Identifier - Archivesspace (DC)

  • A qualified Dublin Core Identifier for the ArchivesSpace Archival Object Ref ID associated with an IE. Free text.

Identifier - DTLPID (DC)

  • A qualified Dublin Core Identifier for the DigiTool PID associated with a FILE. Free text.

Is Part Of (DCTERMS)

  • A DCTERMS field often used by the ArchivesSpace crosswalk to show the IE's relationship with an ArchivesSpace Resource. Free text.

Partner Name

  • The partner to whom the IE belongs. Options provided.

Preservation Type

  • The preservation type of a REP associated with an IE. Options provided.

Relation (DC)

  • A Dublin Core field often used by Aleph MARC crosswalk for Finding Aid or Collection information. Free text.

SIP ID

  • The ID for a Submission Information Package, which often include multiple IEs. Free text.

Source (DC)

  • A Dublin Core field often used by the ArchivesSpace crosswalk to store Box/Folder/Item numbers.

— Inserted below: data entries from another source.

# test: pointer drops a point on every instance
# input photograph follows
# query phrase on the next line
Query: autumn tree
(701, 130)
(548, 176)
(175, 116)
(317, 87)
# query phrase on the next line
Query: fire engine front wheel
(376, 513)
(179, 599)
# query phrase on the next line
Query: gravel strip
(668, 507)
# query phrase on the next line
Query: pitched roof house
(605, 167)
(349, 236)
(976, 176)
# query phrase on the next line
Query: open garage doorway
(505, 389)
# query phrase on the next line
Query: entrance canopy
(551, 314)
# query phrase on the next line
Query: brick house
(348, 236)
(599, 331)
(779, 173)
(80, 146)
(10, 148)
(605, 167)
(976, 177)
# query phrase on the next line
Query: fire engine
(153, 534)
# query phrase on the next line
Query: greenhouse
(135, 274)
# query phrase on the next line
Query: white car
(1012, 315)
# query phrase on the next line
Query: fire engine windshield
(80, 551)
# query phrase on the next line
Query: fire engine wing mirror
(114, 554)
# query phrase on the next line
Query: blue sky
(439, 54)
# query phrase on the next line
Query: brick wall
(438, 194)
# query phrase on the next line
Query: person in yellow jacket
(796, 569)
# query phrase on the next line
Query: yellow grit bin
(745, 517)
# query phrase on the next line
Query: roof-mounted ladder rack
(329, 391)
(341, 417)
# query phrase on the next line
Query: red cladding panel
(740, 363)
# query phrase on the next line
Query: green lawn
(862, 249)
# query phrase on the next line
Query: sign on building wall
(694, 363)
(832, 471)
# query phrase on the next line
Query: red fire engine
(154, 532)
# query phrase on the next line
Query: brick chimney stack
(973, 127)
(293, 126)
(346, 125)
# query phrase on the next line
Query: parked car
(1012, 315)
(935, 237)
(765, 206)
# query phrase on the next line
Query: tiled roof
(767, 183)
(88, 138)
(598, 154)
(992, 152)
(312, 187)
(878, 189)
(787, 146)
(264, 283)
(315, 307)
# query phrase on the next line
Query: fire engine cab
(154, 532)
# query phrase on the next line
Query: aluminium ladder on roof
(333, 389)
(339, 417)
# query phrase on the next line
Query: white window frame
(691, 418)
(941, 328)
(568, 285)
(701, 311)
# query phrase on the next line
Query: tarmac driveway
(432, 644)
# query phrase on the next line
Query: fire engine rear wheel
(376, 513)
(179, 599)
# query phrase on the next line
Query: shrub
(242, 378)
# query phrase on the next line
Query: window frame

Free text.

Title (DC)

  • A Dublin Core field for storing the title of an IE. Free text.

Metadata Mapping

Many of the above fields are mapped from Aleph or ArchivesSpace records. Here are the mappings for each source record.

Aleph MARC to DC

The Aleph MARC to DC crosswalk utilizes MARC XML furnished by the Aleph REST API and transforms it into Dublin Core using an XSLT stylesheet

Aleph MARC IE Dublin Core
210, 245, 246 (all subfields) Title
100a, 110a Creator
260c, 264c Date
500a Description
520ab Description
545ab Description
555au Relation
700ae Contributor
710ae Contributor
773ao Relation
09x Identifier
001 Identifier
506a Rights
540a Rights

ArchivesSpace Metadata to Rosetta Dublin Core

The ArchivesSpace to Rosetta DC crosswalk utilizes the ArchivesSpace API and both Archival Object and Resource metadata to create the Rosetta Dublin Core record

ArchivesSpace IE Dublin Core
Title (Archival Object) Title
Title (Resource) isPartOf
Call Number (Resource) Identifier
Container Information (Archival Object) Source
Language (Archival Object) Language
Ref ID (Archival Object) Identifier - Archivesspace